Danger Danger's self-titled debut and their sophomore effort, Screw It!, were your typical late '80s/early '90s MTV-style heavy metal. Vocalist Ted Poley caught the eye of teenage girls who lusted over the likes of Jani Lane and Jon Bon Jovi while their infectious melodies and witty sense of humor also appealed to the guys. When it came time to release their third album, Cockroach, things fell apart. What happened? Well, like any great rock and roll saga, that depends on who you ask, and it's a subject most are tired of. The point is simply that they parted ways. While Poley continued doing Danger Danger-style melodic rock with his band, Bone Machine, Danger Danger's next album, featuring Paul Laine, who'd released a little-heard Winger-esque solo album, was much darker. Deeper, too.
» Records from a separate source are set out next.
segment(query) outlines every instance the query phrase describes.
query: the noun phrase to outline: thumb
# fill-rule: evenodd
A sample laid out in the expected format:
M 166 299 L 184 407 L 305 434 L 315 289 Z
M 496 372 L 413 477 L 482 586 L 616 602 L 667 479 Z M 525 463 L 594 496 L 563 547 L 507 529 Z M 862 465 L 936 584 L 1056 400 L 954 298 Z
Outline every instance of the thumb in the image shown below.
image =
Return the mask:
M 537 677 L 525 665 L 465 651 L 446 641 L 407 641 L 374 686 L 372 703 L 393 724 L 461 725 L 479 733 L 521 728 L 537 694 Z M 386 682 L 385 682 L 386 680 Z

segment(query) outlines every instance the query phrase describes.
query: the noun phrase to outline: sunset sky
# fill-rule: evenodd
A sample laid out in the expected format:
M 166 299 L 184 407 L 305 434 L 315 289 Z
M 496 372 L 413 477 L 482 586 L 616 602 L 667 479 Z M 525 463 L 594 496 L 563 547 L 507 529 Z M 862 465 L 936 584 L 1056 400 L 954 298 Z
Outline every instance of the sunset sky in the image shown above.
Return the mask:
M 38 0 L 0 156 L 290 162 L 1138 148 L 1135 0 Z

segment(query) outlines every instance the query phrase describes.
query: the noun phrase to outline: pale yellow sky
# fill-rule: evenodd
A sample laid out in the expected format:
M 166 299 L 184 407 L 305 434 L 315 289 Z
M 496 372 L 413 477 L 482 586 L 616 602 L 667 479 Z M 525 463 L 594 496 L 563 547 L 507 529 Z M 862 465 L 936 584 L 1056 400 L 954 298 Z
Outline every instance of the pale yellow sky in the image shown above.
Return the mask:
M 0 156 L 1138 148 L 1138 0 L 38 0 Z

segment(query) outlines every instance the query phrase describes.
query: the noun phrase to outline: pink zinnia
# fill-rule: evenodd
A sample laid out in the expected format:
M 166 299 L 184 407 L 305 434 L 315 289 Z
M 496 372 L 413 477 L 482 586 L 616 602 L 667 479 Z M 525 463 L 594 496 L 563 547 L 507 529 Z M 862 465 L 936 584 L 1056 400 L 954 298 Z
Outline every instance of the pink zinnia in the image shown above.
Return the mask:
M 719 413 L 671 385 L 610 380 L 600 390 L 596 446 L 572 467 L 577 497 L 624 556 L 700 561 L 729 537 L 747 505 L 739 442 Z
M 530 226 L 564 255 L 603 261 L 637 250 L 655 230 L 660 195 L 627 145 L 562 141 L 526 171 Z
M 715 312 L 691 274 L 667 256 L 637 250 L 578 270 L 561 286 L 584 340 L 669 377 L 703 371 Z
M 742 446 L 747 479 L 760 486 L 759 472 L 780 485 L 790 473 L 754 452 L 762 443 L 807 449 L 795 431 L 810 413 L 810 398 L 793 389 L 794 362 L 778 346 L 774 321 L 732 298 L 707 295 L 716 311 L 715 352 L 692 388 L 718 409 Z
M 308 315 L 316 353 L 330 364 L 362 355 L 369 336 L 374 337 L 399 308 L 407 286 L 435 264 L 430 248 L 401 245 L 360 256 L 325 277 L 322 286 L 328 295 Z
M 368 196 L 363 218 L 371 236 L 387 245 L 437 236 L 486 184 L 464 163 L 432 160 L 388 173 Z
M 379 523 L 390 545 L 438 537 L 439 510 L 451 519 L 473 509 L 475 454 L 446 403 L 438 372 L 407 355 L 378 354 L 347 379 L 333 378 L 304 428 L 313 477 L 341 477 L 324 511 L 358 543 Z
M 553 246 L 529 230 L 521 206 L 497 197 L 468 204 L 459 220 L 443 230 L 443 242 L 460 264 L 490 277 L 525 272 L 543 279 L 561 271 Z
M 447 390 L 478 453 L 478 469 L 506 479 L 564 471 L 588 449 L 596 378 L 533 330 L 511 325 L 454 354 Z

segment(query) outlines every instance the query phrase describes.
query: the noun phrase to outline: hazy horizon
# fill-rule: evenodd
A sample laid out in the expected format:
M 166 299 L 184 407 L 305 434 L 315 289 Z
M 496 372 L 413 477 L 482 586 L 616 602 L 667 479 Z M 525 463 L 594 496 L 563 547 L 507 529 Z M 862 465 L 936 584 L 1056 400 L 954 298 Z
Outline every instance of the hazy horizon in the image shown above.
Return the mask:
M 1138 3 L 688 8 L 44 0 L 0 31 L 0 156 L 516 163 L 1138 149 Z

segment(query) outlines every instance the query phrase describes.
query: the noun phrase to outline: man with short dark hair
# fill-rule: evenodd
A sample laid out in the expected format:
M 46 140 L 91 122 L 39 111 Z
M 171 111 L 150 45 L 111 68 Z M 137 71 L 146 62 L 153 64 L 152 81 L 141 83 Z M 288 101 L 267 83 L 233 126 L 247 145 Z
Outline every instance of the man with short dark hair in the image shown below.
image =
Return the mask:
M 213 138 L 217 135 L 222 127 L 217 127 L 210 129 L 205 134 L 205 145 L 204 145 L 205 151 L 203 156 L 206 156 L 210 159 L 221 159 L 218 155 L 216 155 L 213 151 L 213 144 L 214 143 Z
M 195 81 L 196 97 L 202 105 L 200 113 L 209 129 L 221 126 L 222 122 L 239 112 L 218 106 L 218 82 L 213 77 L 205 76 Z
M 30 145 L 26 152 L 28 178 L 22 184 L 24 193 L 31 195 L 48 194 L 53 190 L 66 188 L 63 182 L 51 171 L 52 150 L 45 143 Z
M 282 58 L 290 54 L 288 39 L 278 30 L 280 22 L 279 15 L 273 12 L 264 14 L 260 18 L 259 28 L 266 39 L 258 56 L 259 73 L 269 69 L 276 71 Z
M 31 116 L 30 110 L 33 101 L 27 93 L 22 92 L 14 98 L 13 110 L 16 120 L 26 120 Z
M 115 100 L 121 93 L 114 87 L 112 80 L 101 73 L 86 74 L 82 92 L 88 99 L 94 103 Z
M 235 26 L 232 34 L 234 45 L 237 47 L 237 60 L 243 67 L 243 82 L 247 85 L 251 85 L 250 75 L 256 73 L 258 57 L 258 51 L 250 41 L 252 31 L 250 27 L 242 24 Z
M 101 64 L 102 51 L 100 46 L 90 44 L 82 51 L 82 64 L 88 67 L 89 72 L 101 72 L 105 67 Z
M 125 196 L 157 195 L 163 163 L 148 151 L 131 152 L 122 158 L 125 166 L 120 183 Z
Entitled Dawn, the disc took a little while for fans to get used to, if they got used to it at all, but there are those (such as myself) who came to truly love it. Most fans didn't, and the follow-up, Four The Hard Way, was more akin to their first two discs with Laine back in Winger mode. Unfortunately, they continue with this ultimately retro style on Thereturnofthegreatgildersleeves (the title is an homage to a club members Bruno Ravel and Steve West used to frequent). There is one brilliant track, "Six Million Dollar Man" and a couple of decent tracks, "Dead, Drunk & Wasted" and "Dead Dog." But then there are a lot of boring, mediocre attempts in between.